# Elliott Mendelson, Introduction to Mathematical Logic [fourth edition] - definition of logical consequence

In his exposition of FO-theory, Mendelson uses the Gen rule : $$A(x) \vdash \forall xA(x).$$

He also states the logical consequence relation : $$A ⊨ B$$ in terms of sequences : $A$ logically implies $B$ iff, in every interpretation $I$, every sequence $s$ that satisfies $A$ also satisfies $B$.

But with this definition, we have that NOT $A(x) ⊨ \forall xA(x)$.

As a consequence of Godel's Completeness Theorem, we have that (see pag.91 - Corollary 2.20d) : if a wff $B$ is a logical consequence of a wff $A,$ then $A \vdash B$.

But the viceversa is not stated (if I am right).

I do not understand the advantages of his definition of logical consequence.

Hunter (Metalogic [1972]) "restored the simmetry" avoiding the Gen rule.

Other textbooks more simply defined logical consequence in term of truth in an Interpretation: in this way we have that $A(x)$ is true iff $\forall xA(x)$ is true, so that $$A(x) ⊨ \forall xA(x).$$

The problem comes down to formulas with free variables. Suppose we have a formula $\phi(x,y) \equiv x = y$, and we have a structure $M$. What would it mean for $M$ to satisfy $\phi$? Well, it doesn't really make sense, because a variable "$x$" is not given an meaning by $M$ - $x$ doesn't denote anything, and neither does $y$. So $x = y$ has no truth value at all.

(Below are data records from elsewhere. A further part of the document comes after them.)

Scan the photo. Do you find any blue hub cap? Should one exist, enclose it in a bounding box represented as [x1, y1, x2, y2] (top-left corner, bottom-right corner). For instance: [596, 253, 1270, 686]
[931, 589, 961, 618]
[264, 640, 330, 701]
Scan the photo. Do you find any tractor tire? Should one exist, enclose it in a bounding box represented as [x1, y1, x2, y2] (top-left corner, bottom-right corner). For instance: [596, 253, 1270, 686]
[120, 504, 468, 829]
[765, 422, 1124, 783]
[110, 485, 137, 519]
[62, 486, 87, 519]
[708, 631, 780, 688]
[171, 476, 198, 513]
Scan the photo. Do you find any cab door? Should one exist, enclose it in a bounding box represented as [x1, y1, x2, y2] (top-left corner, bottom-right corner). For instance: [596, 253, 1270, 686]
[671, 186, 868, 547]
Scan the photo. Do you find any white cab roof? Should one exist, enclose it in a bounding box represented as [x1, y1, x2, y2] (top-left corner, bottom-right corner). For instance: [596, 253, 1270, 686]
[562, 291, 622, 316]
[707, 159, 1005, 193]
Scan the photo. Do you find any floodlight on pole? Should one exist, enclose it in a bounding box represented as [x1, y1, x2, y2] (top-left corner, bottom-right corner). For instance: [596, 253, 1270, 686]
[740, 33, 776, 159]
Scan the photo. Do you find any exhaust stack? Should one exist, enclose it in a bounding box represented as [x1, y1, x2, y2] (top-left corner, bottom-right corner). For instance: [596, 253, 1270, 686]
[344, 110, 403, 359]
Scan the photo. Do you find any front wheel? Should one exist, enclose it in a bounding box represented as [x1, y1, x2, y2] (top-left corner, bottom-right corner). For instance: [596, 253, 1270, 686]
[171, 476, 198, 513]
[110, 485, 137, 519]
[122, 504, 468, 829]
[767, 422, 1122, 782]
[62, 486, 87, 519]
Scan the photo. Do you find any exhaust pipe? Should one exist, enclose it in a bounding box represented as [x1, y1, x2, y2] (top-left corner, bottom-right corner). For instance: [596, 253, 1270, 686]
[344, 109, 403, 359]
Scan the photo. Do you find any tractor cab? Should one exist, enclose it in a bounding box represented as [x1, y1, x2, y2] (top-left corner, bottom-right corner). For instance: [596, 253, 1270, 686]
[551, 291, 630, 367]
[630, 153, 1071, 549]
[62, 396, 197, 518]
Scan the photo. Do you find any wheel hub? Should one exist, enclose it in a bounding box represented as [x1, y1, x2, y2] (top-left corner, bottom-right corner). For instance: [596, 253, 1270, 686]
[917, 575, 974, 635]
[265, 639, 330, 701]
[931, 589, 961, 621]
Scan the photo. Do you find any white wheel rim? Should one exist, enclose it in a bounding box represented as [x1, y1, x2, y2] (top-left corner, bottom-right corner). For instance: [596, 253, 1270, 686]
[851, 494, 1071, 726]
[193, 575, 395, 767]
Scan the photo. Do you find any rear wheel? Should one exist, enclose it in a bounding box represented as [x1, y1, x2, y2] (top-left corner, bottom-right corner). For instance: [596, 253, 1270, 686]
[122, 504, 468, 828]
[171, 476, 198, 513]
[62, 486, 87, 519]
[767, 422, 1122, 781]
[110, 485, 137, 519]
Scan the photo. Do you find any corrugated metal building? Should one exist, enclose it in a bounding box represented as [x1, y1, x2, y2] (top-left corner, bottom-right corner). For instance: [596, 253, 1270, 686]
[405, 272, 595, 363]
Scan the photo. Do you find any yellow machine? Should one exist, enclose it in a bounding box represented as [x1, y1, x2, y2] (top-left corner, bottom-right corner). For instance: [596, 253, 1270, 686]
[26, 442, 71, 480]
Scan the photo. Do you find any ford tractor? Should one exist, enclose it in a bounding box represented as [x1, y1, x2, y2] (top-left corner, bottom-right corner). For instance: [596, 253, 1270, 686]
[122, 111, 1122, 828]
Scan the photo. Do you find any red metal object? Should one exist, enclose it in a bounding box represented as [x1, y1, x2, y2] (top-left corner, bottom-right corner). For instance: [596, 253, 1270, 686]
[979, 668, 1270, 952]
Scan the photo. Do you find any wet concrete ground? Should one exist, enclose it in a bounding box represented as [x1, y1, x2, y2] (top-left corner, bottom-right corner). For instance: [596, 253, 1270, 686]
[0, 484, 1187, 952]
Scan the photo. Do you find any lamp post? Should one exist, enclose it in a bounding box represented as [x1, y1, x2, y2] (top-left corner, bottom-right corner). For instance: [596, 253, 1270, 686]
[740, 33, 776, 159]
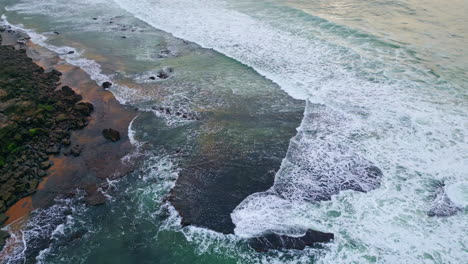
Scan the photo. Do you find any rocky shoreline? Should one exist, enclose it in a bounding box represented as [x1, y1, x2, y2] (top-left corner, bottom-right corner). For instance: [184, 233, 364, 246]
[0, 27, 136, 254]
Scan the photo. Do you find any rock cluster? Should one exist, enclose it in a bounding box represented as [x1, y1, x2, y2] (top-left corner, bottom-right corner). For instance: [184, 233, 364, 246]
[249, 230, 334, 252]
[0, 36, 93, 248]
[152, 106, 200, 120]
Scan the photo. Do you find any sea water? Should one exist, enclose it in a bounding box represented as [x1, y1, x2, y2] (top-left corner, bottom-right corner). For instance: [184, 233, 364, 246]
[0, 0, 468, 263]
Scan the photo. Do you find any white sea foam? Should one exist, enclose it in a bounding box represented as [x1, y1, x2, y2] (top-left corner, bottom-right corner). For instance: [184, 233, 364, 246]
[116, 0, 468, 263]
[0, 15, 148, 104]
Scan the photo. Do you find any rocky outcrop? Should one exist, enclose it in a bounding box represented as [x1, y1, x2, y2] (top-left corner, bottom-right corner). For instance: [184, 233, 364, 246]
[102, 128, 120, 142]
[0, 33, 93, 231]
[427, 183, 461, 217]
[249, 230, 334, 252]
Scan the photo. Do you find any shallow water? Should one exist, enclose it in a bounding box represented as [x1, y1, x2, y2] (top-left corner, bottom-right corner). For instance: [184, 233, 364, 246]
[0, 0, 468, 263]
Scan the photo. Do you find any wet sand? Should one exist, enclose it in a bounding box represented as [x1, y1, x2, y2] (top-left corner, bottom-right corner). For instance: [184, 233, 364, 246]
[2, 32, 137, 227]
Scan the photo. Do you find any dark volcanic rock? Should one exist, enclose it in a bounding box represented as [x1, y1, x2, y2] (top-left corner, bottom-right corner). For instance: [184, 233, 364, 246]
[85, 185, 106, 206]
[102, 128, 120, 142]
[0, 230, 10, 251]
[169, 104, 304, 234]
[102, 82, 112, 89]
[0, 214, 8, 226]
[249, 230, 334, 252]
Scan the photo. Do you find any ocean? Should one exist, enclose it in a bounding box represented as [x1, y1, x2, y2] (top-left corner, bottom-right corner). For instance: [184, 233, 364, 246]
[0, 0, 468, 264]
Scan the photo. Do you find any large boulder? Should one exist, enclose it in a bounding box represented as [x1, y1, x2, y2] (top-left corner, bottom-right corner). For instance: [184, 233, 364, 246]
[102, 128, 120, 142]
[249, 230, 334, 252]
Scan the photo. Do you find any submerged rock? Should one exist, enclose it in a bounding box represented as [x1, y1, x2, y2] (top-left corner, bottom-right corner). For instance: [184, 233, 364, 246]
[249, 230, 334, 252]
[427, 185, 461, 217]
[0, 230, 10, 251]
[102, 82, 112, 89]
[102, 128, 120, 142]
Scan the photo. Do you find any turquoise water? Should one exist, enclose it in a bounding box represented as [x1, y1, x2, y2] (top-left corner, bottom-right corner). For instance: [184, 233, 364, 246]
[0, 0, 468, 263]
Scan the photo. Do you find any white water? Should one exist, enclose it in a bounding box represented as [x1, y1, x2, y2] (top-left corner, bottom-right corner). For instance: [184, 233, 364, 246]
[116, 0, 468, 263]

One solution is to strengthen the notion of a "model" so that it includes both a structure $M$ and a function that assigns an element of $M$ to each variable. This is essentially the method taken by Mendelson (and also by Enderton's classic textbook on logic). Now we have a a rigorous definition of what it means for a structure $M$ and variable assignment $s$ to satisfy $\phi(x,y)$; we might write $(M,s) \models x = y$.

The other option is to keep the notion of a model the same, but change the definition of $\models$. Now, $M \models x = y$ is defined to mean that, for every variable assignment $s$, $(M,s) \models x = y$ in the sense of the previous paragraph. But of course this is not likely to hold; in this sense we with have $M \not \models x = y$ as long as $M$ has at least two elements in its domain.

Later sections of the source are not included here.